Четверг выдался солнечный и холодный, как это нередко бывает в начале января. Я работал у себя в комнате, плотно запахнувшись в пальто и закутав ноги одеялом. По временам я отрывался от тетради, в которой делал записи, и, поскольку стол находился у самого окна, смотрел на черепичные крыши, посеребренные тусклым зимним солнцем.
Неожиданно на лестнице, ведущей в мою мансарду, послышались шаги. Раздался резкий стук в дверь, и она широко распахнулась. В комнату вошла Шейла. Закрыв за собой дверь, она сделала два шага и остановилась, пристально глядя на меня немигающим взглядом. Лицо у нее было бледное, без тени улыбки, руки опущены. Я забыл обо всем на свете, кроме того, что она здесь, у меня, и, вскочив со стула, раскрыл ей объятия. Но Шейла не шевельнулась; застыл на месте и я.
— Я пришла вас навестить, — сказала она.
— Так, — пробормотал я.
— Я ведь не видела вас с того вечера. Вы все еще ломаете голову над тем, что произошло? — Голос ее звучал громче обычного.
— Я не могу не думать об этом.
— Так знайте: я сделала это нарочно!
— Но почему?
— Потому что вы злили меня! — Глаза ее были неподвижно устремлены на меня, их блеск меня гипнотизировал. — И пришла я вовсе не для того, чтобы извиняться.
— А надо бы, — сказал я.
— Извиняться мне не в чем! — Шейла еще больше повысила голос. — Я рада, что так поступила.
— Что это значит? — спросил я, начиная сердиться.
— То, что я уже сказала: я рада, что так поступила.
Мы стояли на расстоянии ярда друг от друга.
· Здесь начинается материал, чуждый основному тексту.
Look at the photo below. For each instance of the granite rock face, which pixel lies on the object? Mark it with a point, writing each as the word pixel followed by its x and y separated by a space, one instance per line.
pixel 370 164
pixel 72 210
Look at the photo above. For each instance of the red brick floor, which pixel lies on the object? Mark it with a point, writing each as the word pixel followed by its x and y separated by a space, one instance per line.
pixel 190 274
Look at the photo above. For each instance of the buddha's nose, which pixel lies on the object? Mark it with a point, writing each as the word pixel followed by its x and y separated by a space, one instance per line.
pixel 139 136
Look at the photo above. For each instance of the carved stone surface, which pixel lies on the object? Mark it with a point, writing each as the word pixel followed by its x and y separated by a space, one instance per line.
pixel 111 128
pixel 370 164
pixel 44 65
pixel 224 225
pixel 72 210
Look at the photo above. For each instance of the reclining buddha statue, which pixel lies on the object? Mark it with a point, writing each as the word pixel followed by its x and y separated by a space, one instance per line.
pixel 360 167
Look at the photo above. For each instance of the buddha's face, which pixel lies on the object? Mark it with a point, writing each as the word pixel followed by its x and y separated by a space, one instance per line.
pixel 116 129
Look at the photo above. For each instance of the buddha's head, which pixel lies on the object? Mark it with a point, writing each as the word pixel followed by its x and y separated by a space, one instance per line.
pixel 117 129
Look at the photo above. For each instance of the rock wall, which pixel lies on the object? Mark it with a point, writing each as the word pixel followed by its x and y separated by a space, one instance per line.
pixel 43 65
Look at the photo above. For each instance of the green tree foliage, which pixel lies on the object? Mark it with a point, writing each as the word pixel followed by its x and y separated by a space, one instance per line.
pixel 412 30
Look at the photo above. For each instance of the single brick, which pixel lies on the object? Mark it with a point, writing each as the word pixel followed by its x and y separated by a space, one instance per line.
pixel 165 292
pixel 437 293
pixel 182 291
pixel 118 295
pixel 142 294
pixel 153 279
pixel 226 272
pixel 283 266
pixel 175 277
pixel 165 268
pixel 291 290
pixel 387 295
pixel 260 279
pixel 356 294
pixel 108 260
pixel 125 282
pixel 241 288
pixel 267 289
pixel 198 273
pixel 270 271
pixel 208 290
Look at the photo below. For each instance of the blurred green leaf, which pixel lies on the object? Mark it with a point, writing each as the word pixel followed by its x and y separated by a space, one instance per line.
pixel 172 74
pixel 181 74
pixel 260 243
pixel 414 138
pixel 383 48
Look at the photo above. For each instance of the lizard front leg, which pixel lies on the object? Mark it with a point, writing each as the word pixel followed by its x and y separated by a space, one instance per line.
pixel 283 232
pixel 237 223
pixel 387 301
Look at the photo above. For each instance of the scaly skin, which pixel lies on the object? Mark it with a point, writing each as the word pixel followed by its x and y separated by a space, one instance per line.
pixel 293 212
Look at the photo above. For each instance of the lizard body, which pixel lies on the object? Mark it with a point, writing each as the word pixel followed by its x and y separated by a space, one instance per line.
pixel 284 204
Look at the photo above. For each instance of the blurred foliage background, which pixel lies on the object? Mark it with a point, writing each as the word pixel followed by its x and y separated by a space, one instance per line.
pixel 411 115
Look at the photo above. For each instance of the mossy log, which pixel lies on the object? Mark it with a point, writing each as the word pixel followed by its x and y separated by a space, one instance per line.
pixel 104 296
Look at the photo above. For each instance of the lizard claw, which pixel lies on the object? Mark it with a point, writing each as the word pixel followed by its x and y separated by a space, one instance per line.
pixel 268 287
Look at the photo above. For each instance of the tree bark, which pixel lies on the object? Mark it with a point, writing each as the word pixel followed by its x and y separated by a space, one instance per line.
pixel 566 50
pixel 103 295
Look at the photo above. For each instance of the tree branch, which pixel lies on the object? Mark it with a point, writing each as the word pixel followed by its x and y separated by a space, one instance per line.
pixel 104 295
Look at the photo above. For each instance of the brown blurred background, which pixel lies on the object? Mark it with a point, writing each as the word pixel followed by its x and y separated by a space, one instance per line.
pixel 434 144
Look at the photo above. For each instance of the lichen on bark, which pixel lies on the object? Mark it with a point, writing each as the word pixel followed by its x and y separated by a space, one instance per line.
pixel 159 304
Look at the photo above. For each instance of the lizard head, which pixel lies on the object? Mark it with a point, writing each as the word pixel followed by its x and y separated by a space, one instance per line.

Руки ее были по-прежнему опущены, она словно оцепенела.
— Можете ударить меня, — сказала она.
Я посмотрел на нее: в глазах ее что-то блеснуло.
— Вы должны меня ударить, — настаивала Шейла.
Из окна за моей спиной лился яркий свет, и я увидел, как белки ее глаз покраснели, увлажнились, и слезы медленно поползли-по щекам. Но она даже не пыталась вытереть их. Плакала она беззвучно, застыв, словно изваяние; лицо ее утратило свое жесткое, свирепое выражение, как утратило и красоту, я его не узнавал.
Я обнял ее за плечи и осторожно повел к кровати — единственному месту, где я мог ее усадить. Шейла не сопротивлялась, но двигалась, как автомат. Я поцеловал ее в губы, вытер ей слезы и впервые признался в своем чувстве.
— Я люблю тебя, — сказал я.
— А я тебя не люблю, но верю в тебя! — вскричала Шейла тоном, расплавившим мне сердце.
Она вдруг обняла меня, крепко прижала к себе и в каком-то отчаянном порыве поцеловала. Затем она разжала объятия и, уткнувшись лицом в покрывало, снова заплакала. Плечи ее содрогались от рыданий, и на этот раз слезы, видимо, облегчили ей душу. Я сидел рядом с Шейлой на кровати и, держа ее за руку, ждал, пока она выплачется. В те минуты я проникся уверенностью, что наивная любовь, внушенная мне Шейлой, созданной моим воображением, по глубине своей не может идти ни в какое сравнение с той, которую я ощущал сейчас.